When I was 10 years old, just started 5th grade, on 30 September1950, I sustained a 4.5" skull fracture by falling on some stone steps at Center School in Seymour. I didn't actually fall down stairs in the usual sense. There was a set of stairs at the first floor entrance in back. You came out the door onto a landing, turned left, and when down a few steps to the playground. Under the landing, a set of stone steps led down into the basement. We would stand at the top of those steps and jump out, grasp the landing floor, then swing out and then back to the top of the stone steps. I leaped out and grabbed the porch floor, but my hands slipped and I fell backwards, striking the left side of my head on the square corner of one of the steps.
I was unconscious for about 2 hours. They said I was thrashing out and not letting anyone touch me for part of that time. I woke up on a couch in the principal's office, Grandma Martin came and they decided I should go to Griffin Hospital so Grandma took me there. The entire left side of my head was one huge bump. If it was today, someone would have called 911 by then. They did a X-Ray and admitted me. I spent 19 days in the hospital and stayed home until school started in January after the Christmas vacation.
The recovery period was boring.
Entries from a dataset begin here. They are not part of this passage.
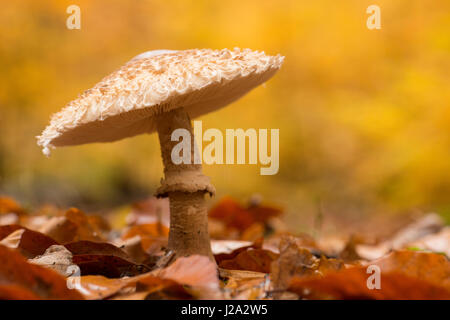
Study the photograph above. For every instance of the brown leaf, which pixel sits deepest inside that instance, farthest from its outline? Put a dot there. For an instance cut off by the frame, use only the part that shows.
(75, 225)
(404, 275)
(16, 292)
(236, 216)
(29, 243)
(152, 235)
(258, 260)
(100, 287)
(150, 211)
(8, 205)
(431, 267)
(107, 265)
(95, 248)
(195, 271)
(352, 284)
(297, 260)
(57, 258)
(43, 282)
(241, 284)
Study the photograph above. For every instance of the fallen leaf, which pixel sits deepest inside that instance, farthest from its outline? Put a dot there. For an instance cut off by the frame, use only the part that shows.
(196, 271)
(42, 282)
(16, 292)
(438, 242)
(29, 243)
(75, 225)
(352, 284)
(431, 267)
(107, 265)
(8, 205)
(85, 247)
(57, 258)
(234, 215)
(296, 260)
(258, 260)
(100, 287)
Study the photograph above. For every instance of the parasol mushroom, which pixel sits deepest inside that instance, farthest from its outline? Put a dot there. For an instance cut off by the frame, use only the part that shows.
(161, 91)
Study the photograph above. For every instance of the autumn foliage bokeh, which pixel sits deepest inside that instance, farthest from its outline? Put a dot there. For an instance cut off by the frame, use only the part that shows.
(363, 115)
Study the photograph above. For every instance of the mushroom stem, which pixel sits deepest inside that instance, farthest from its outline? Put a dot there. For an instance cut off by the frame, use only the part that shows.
(185, 185)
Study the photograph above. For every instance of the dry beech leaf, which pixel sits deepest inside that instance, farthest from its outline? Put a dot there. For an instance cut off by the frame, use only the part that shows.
(258, 260)
(8, 205)
(16, 292)
(29, 243)
(242, 284)
(133, 248)
(198, 273)
(352, 284)
(427, 225)
(153, 235)
(150, 211)
(296, 260)
(42, 282)
(438, 242)
(75, 225)
(195, 271)
(234, 215)
(404, 275)
(96, 248)
(107, 265)
(100, 287)
(252, 258)
(431, 267)
(12, 241)
(228, 246)
(163, 289)
(57, 258)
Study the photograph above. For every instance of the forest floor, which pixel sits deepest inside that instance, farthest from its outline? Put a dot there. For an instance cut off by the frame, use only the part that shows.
(50, 253)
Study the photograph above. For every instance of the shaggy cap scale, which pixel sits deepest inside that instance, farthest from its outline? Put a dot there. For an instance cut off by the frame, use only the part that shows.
(125, 103)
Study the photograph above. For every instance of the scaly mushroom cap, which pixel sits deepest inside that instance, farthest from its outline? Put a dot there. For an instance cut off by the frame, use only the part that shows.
(125, 103)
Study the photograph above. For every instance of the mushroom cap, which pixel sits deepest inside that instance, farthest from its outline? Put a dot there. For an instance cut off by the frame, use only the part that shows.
(126, 102)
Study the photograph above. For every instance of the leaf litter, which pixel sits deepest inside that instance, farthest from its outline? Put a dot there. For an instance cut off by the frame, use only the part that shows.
(255, 257)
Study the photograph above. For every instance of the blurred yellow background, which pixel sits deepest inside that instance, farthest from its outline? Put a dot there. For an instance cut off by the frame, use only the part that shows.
(364, 115)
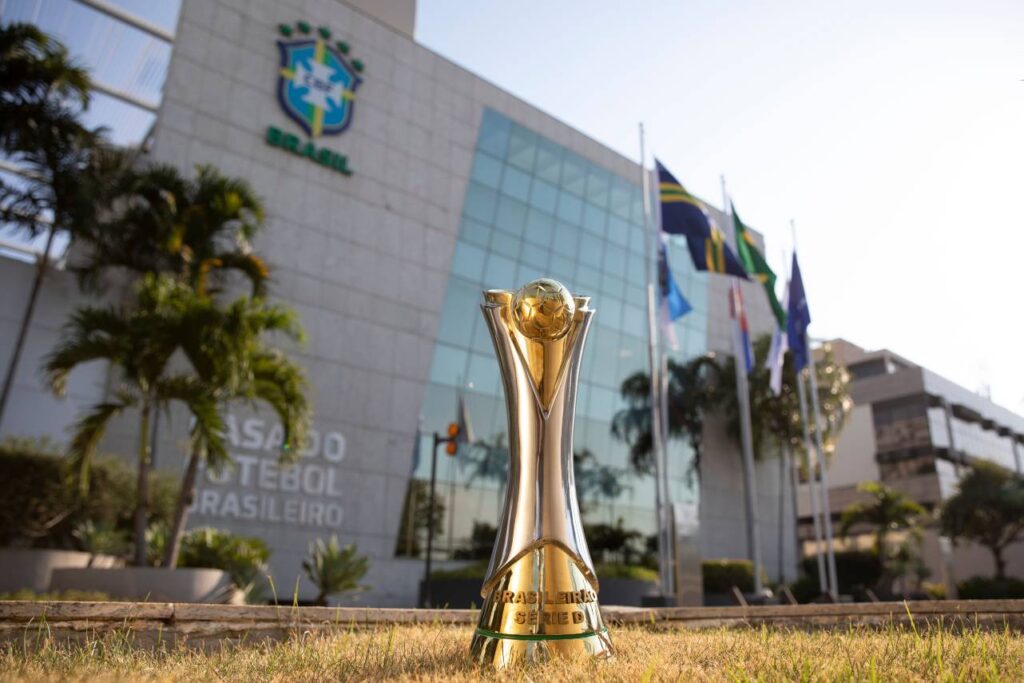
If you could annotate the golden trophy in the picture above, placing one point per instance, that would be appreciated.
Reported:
(541, 590)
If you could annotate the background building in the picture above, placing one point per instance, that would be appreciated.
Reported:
(916, 432)
(456, 185)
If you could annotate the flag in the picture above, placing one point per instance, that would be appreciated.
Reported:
(674, 305)
(776, 354)
(754, 262)
(683, 214)
(462, 419)
(738, 316)
(799, 317)
(672, 298)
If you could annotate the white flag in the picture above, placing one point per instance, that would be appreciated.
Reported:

Forced idleness, lousy hospital food, and not even any school work or other chores to do (I started working for Grandma Healey at the age of 7 (milking, feeding cows, etc. for $10 a month) and doing lawn work for the widow Husted at 35 cents an hour.) I remember listening to the World Series and became a Yankees fan. I also learned to crochet. Mom collected yarn remnants from my Aunts and I made an oval throw rug for my bedside. The colors changed with every new length of yarn, and the bands became narrower and narrower as the rug grew. At least I made it through 5th grade, even with the missing time, and I'm not aware of any lasting effects. Now, when I hear about the effects of football injuries, I wonder if I do have any latent issues. But there are also some other weird things that were done back in those days. When I had fluid behind my left ear, the doctor stuck a 6-inch wire with radium on the tip down my left nostril during weekly treatments. Also, in shoe stores they had machines that you put you feet in and, looking down from the top, you could see your foot and toe bones, illuminated by radium. (If you ever see me glowing green, you will understand why.